Артур вскочил, близко-близко наклонился к доктору и горячо зашептал:

- Я хочу, док, чтобы ваш подопытный кролик остался жив. Давайте намекнем Тэдди, чтобы он, того, слинял. Поможем ему уехать куда-нибудь далеко-далеко и надолго. А?

Доктор устало отмахнулся.

- У вас богатое воображение, Рэнделл. Единственное, что мы можем сделать - уговорить сенатора отложить операцию.

Артур отстранился и вышел из кабинета. В отличие от сестры Агнесс, он не стал хлопать дверью.

 
5
 

Сестра Агнесс в это же самое время обхаживала сенатора Крэга. Легко ходила по светлой, просторной и весьма уютной комнате, поправляла то тут, то там не на месте (по ее мнению) поставленные фарфоровые статуэтки, до которых сенатор Крэг был большой охотник, говорила, не закрывая рта.

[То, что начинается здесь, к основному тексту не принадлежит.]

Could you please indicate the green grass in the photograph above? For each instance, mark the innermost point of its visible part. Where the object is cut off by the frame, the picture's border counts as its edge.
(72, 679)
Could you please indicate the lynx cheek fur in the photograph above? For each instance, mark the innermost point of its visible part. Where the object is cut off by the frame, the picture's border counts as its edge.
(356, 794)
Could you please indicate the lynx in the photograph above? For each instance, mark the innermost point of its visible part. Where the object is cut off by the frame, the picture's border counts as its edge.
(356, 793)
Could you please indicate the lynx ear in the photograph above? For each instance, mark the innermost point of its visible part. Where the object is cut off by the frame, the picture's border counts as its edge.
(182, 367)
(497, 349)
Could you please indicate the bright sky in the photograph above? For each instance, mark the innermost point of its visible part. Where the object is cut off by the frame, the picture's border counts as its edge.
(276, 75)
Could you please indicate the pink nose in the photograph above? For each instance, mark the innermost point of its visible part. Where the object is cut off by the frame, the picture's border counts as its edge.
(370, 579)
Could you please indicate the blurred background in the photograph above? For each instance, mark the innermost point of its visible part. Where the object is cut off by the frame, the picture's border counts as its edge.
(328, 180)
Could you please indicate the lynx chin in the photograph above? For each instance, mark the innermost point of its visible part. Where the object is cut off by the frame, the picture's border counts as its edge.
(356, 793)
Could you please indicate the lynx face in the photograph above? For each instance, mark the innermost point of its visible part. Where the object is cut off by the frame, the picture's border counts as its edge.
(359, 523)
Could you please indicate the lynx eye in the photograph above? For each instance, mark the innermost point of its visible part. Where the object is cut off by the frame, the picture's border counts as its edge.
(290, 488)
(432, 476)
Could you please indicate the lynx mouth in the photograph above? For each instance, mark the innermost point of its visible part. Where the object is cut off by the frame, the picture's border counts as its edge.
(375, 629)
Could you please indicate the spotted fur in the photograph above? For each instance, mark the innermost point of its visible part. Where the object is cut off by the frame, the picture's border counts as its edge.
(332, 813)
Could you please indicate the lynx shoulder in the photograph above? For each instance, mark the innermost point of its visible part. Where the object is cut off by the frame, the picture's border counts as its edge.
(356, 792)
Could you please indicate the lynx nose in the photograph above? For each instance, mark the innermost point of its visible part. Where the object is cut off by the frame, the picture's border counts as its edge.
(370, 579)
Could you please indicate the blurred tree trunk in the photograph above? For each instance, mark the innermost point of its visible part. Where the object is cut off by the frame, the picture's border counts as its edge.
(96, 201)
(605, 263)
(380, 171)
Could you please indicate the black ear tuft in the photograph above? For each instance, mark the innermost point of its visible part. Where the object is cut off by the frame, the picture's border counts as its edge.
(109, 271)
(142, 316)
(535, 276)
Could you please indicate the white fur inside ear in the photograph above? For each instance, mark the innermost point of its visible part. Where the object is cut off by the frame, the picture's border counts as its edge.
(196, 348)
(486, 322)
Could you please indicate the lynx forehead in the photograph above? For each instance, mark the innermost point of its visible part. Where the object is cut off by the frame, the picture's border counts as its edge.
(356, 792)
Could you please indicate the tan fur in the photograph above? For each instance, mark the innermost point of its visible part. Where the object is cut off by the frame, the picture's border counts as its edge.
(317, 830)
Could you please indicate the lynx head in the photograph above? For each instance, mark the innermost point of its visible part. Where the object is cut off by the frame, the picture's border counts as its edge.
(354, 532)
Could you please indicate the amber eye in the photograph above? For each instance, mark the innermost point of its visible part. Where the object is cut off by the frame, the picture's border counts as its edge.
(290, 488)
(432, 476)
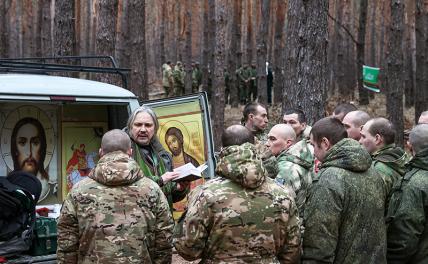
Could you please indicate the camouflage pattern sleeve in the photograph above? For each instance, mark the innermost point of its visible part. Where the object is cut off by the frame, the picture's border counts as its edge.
(291, 251)
(322, 221)
(190, 233)
(162, 249)
(68, 233)
(406, 224)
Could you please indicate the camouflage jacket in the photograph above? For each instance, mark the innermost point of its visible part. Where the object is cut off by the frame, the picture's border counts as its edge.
(240, 217)
(344, 213)
(295, 167)
(170, 188)
(407, 214)
(116, 215)
(389, 162)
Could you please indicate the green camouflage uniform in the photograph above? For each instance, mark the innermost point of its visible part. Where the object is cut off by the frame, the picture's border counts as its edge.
(115, 215)
(295, 167)
(389, 162)
(407, 214)
(241, 216)
(155, 149)
(344, 212)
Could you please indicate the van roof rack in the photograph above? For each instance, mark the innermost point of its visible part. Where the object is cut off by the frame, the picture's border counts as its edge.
(40, 65)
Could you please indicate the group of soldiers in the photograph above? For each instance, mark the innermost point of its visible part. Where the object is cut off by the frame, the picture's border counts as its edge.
(340, 191)
(173, 77)
(246, 86)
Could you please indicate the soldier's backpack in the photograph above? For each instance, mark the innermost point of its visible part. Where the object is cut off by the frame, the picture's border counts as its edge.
(17, 218)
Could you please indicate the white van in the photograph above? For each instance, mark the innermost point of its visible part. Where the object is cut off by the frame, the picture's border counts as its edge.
(68, 116)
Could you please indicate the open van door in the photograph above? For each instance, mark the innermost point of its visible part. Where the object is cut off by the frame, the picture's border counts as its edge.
(185, 131)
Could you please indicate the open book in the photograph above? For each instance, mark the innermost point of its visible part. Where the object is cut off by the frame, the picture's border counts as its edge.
(188, 172)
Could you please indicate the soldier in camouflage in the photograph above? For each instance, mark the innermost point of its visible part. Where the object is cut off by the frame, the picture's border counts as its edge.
(408, 208)
(377, 137)
(115, 215)
(295, 162)
(242, 216)
(255, 118)
(154, 160)
(344, 213)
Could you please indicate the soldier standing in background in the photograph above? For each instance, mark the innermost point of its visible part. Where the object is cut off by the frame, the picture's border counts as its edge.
(408, 208)
(241, 216)
(344, 214)
(115, 215)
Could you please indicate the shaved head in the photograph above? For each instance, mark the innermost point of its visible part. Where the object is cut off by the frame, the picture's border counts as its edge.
(353, 121)
(115, 140)
(423, 119)
(280, 138)
(418, 138)
(284, 131)
(236, 135)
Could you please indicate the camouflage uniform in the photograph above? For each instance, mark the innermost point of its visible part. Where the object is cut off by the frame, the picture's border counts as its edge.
(155, 149)
(407, 214)
(239, 217)
(344, 213)
(295, 170)
(116, 215)
(389, 162)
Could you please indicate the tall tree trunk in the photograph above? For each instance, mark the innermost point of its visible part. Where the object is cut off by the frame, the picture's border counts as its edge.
(188, 48)
(306, 57)
(394, 103)
(105, 36)
(205, 47)
(421, 26)
(278, 63)
(219, 63)
(235, 52)
(249, 33)
(262, 52)
(137, 22)
(4, 6)
(162, 28)
(64, 30)
(363, 93)
(27, 29)
(122, 46)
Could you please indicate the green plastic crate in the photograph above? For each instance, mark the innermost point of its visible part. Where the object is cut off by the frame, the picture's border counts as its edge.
(45, 237)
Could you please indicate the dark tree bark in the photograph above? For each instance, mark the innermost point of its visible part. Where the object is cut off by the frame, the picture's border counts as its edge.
(122, 46)
(137, 15)
(421, 26)
(219, 63)
(262, 52)
(306, 57)
(205, 47)
(394, 99)
(105, 36)
(278, 63)
(235, 52)
(64, 30)
(4, 6)
(249, 33)
(362, 93)
(162, 28)
(188, 48)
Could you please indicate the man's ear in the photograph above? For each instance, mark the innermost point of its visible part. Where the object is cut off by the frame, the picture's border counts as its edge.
(378, 139)
(129, 152)
(325, 143)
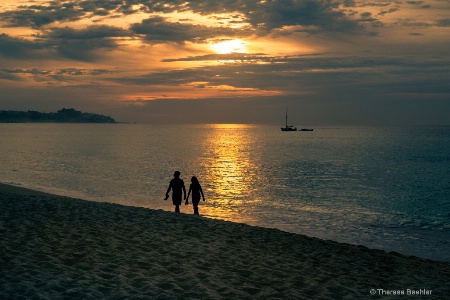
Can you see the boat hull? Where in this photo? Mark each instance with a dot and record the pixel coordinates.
(288, 129)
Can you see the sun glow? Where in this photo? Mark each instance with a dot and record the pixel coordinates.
(232, 46)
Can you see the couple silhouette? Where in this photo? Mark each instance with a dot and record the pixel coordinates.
(178, 188)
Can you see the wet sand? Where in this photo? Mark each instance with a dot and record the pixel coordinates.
(56, 247)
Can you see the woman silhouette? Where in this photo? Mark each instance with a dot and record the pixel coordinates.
(196, 189)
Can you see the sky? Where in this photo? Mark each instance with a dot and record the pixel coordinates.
(328, 62)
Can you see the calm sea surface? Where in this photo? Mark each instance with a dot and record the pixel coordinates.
(385, 188)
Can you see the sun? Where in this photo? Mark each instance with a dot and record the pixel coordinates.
(225, 47)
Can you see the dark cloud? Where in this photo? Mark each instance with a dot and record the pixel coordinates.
(263, 16)
(36, 16)
(17, 48)
(159, 30)
(443, 23)
(83, 44)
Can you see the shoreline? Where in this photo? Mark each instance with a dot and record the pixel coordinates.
(55, 246)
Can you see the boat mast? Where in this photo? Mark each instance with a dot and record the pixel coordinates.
(286, 117)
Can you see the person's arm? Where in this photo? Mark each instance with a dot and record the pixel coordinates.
(168, 190)
(201, 191)
(187, 198)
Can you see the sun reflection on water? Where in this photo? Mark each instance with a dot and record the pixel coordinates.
(231, 171)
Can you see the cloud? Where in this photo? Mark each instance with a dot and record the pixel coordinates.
(17, 48)
(158, 30)
(36, 16)
(83, 44)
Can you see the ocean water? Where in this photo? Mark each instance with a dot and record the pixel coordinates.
(383, 187)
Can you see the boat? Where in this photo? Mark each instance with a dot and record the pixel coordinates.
(288, 127)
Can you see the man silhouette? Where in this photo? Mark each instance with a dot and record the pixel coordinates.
(177, 187)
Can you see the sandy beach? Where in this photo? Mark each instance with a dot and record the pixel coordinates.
(55, 247)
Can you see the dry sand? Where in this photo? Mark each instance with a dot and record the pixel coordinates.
(54, 247)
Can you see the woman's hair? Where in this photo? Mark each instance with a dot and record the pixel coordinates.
(195, 180)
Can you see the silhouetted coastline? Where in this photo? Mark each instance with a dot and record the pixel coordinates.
(65, 115)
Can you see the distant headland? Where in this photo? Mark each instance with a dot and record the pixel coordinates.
(65, 115)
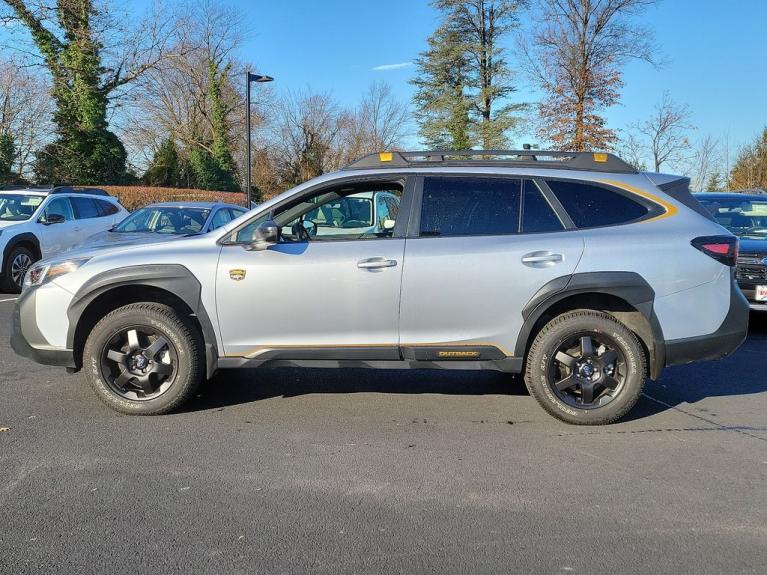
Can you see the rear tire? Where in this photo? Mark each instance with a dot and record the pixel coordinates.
(144, 359)
(15, 267)
(586, 368)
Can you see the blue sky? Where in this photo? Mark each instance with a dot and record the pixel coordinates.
(716, 52)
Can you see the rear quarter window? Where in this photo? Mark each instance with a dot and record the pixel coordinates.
(591, 206)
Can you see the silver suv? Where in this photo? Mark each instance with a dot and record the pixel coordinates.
(570, 267)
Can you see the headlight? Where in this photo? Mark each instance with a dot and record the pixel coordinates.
(43, 272)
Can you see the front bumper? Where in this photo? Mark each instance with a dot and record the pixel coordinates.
(724, 341)
(26, 339)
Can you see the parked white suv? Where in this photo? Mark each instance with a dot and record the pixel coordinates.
(38, 222)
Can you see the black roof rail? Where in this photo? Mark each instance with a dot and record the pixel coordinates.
(74, 190)
(591, 161)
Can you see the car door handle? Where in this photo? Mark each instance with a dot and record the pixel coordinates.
(542, 259)
(376, 264)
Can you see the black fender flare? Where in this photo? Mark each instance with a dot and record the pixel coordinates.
(628, 286)
(16, 240)
(173, 278)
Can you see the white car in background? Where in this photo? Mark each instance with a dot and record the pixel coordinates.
(38, 222)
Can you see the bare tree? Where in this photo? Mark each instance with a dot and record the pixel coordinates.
(380, 122)
(632, 151)
(707, 163)
(667, 132)
(308, 137)
(578, 50)
(174, 98)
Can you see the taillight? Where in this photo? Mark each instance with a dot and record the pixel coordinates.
(722, 248)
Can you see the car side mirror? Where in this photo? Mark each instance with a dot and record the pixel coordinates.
(52, 219)
(266, 234)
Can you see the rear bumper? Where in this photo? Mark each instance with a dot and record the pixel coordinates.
(749, 290)
(719, 344)
(27, 341)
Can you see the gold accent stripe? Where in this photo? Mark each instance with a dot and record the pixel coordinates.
(670, 209)
(254, 352)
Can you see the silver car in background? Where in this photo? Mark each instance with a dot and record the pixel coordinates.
(167, 220)
(571, 268)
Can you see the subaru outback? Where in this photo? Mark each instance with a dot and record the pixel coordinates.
(571, 268)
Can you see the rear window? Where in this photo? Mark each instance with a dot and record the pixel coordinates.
(592, 206)
(470, 206)
(537, 214)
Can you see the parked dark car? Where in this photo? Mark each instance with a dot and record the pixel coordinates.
(745, 215)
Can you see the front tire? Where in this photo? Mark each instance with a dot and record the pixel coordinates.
(15, 267)
(144, 359)
(586, 368)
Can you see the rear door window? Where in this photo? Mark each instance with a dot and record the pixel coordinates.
(591, 206)
(86, 208)
(106, 208)
(470, 206)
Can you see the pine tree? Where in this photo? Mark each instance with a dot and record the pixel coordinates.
(7, 158)
(464, 81)
(442, 108)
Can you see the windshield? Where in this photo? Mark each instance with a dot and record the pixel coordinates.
(744, 218)
(164, 220)
(18, 207)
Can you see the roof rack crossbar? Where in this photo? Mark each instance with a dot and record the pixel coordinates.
(591, 161)
(78, 190)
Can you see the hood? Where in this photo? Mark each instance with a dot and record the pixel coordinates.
(750, 246)
(149, 244)
(109, 239)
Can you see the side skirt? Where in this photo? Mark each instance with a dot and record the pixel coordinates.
(507, 365)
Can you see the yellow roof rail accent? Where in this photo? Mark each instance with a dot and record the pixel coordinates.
(671, 209)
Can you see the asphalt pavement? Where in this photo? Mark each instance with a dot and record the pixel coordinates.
(321, 471)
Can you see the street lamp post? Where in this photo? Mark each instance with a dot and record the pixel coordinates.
(259, 78)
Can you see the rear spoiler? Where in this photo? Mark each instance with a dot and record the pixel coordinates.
(678, 188)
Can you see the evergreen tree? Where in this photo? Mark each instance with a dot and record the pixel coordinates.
(464, 81)
(165, 169)
(442, 107)
(7, 158)
(84, 149)
(714, 183)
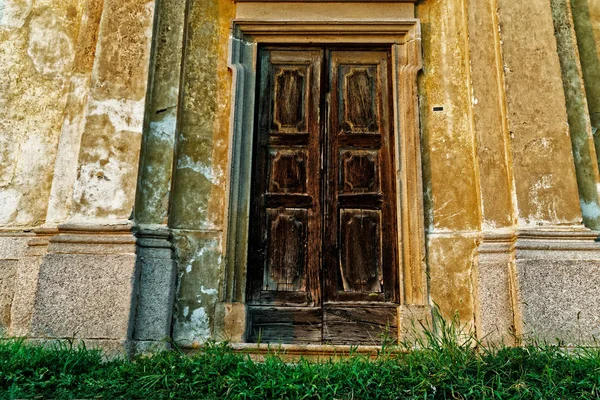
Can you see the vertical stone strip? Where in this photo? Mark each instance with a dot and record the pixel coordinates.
(543, 167)
(155, 256)
(556, 258)
(198, 199)
(26, 282)
(580, 128)
(156, 166)
(110, 144)
(65, 166)
(452, 200)
(156, 288)
(586, 17)
(491, 273)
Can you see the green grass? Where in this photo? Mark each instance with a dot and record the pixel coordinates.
(444, 367)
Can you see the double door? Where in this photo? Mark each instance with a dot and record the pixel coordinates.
(323, 262)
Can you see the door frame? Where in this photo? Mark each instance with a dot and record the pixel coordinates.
(403, 36)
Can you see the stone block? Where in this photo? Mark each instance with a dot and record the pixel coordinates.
(26, 284)
(85, 296)
(559, 299)
(156, 294)
(494, 316)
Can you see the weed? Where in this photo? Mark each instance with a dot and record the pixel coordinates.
(446, 363)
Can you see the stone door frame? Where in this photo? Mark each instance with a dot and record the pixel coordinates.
(404, 38)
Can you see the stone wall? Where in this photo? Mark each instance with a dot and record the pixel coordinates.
(114, 163)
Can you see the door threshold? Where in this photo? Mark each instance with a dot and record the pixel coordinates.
(321, 352)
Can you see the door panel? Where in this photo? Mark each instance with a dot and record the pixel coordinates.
(286, 211)
(359, 196)
(322, 253)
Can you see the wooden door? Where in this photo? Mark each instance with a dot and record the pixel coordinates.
(360, 267)
(322, 254)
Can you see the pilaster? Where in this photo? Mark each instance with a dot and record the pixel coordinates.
(156, 287)
(26, 281)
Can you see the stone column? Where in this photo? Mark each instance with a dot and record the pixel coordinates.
(491, 268)
(13, 246)
(556, 258)
(87, 282)
(156, 289)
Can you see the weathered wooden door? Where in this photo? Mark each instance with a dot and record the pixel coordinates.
(322, 254)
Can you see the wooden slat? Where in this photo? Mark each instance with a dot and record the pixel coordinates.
(285, 325)
(288, 200)
(297, 139)
(357, 324)
(358, 141)
(365, 201)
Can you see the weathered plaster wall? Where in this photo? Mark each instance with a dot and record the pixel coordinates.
(38, 43)
(543, 166)
(580, 128)
(198, 200)
(452, 197)
(586, 17)
(108, 157)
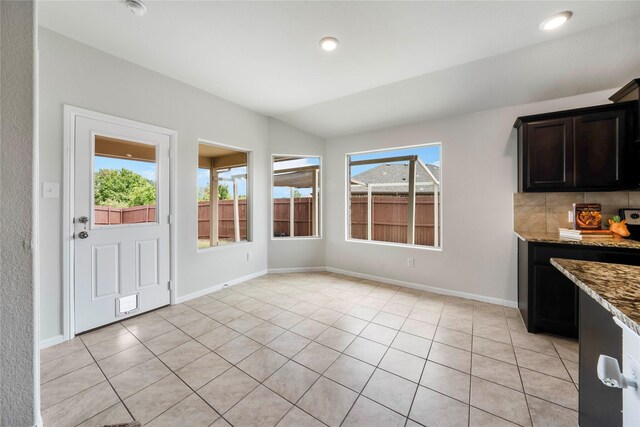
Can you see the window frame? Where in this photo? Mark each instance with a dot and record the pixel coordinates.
(158, 163)
(250, 201)
(320, 235)
(347, 199)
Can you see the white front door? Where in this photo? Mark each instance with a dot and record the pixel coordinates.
(121, 221)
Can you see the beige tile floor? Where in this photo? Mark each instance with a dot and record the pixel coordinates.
(312, 350)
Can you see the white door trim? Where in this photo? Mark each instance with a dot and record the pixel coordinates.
(70, 114)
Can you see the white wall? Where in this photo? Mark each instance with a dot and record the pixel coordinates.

- В вашей гостиной, господин сенатор, - щебетала она, - все осталось почти без изменений, только сменили обои, и я осмелилась поставить вот это растение. Если вам не нравится…

Сидя в кресле с высокой спинкой, поставленном против света, почти утопая в нем, сенатор с легкой улыбкой наблюдал за нею.

- Очень нравится, Агнесс, очень милое растение. Как оно называется?

- Королевская бегония, господин сенатор.

- Вы, как всегда, добры и внимательны ко мне, моя юная леди.

Сестра смущенно потупилась.

- Вам надо отдохнуть после процедур, господин сенатор. Скоро придет доктор Паркер.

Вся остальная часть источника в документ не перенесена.